Gemini 3.5 Live Translate brings real-time speech translation to APIs, Meet, and Translate

Google's June 10, 2026 launch brings low-latency speech translation to the Gemini Live API, Google AI Studio, Google Meet, and Google Translate.

Google announced Gemini 3.5 Live Translate on June 10, 2026, bringing near real-time, natural speech translation across several surfaces. Developers can access it in public preview through the Gemini Live API and Google AI Studio, enterprises can test it in a Google Meet private preview starting this month, and consumers will see it roll out through Google Translate on Android and iOS.

The key change is that speech translation is moving from turn-by-turn processing toward streaming interaction. Gemini 3.5 Live Translate processes speech as it arrives, reducing the pause between listening and response. It also handles multilingual input without manual language configuration. Google highlights noise robustness as well, which matters for real meetings, classrooms, broadcasts, and customer-support environments.

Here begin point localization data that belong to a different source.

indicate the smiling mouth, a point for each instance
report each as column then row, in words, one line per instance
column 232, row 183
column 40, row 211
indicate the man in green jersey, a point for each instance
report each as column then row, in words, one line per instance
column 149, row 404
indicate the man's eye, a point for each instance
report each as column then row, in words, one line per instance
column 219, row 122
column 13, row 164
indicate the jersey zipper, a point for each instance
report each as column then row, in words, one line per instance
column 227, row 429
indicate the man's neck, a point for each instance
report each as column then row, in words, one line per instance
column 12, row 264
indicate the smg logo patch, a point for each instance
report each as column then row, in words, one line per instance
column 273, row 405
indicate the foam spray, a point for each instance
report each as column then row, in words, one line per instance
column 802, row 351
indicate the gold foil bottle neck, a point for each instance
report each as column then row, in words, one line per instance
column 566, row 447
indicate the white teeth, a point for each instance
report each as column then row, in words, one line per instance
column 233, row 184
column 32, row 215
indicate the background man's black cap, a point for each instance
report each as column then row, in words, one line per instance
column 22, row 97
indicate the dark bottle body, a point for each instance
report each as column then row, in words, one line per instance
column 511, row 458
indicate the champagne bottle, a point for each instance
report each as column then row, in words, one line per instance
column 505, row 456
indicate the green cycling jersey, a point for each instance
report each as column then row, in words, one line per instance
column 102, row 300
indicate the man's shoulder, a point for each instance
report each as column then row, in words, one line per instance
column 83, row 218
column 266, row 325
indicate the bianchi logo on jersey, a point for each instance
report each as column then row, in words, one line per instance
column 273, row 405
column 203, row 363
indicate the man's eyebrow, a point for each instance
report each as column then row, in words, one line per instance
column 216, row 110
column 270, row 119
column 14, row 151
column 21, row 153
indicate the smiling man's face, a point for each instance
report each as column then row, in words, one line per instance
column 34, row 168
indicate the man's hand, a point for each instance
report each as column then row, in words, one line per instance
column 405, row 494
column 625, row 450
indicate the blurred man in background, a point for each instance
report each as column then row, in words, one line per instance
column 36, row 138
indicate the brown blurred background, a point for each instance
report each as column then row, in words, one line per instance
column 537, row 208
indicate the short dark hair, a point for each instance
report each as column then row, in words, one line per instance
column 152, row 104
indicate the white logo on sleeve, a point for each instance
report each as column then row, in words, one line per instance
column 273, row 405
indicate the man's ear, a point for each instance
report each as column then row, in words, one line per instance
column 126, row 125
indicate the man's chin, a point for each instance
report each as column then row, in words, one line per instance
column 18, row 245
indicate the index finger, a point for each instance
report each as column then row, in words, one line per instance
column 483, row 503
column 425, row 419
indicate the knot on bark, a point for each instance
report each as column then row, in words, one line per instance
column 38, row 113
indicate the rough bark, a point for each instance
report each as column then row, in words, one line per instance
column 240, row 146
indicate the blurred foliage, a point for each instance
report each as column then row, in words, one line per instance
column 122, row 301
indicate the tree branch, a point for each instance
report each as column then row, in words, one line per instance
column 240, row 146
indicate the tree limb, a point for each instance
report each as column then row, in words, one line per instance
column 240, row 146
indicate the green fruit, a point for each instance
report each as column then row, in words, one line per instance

Inside Google Meet, the capability expands speech translation to more than 70 languages and over 2,000 language combinations. Just as important, translation is no longer centered only on English as the bridge language. For distributed teams, that can make multilingual meetings feel closer to natural conversation instead of forcing every discussion through an English relay.

For developers, the Gemini Live API is the other major entry point. Real-time speech translation can be embedded beyond meetings into education, support, medical intake, cross-border sales, live events, and community products. Once a model can handle continuous audio, language detection, and natural voice output, translation becomes part of the interaction layer rather than a separate text feature.

Enterprises still need to design the boundaries carefully. Real-time translation runs into domain terminology, accents, background noise, privacy, recording policies, and accountability. For customer communication or internal decisions, teams should keep human confirmation, key summaries, and original-language records rather than treating translated output as the only source of truth.

Overall, Gemini 3.5 Live Translate shows multimodal AI moving from content generation toward communication infrastructure. When the same model capability reaches APIs, meetings, and consumer translation tools, language barriers shift from manual process problems into real-time services that can be embedded in products and workflows.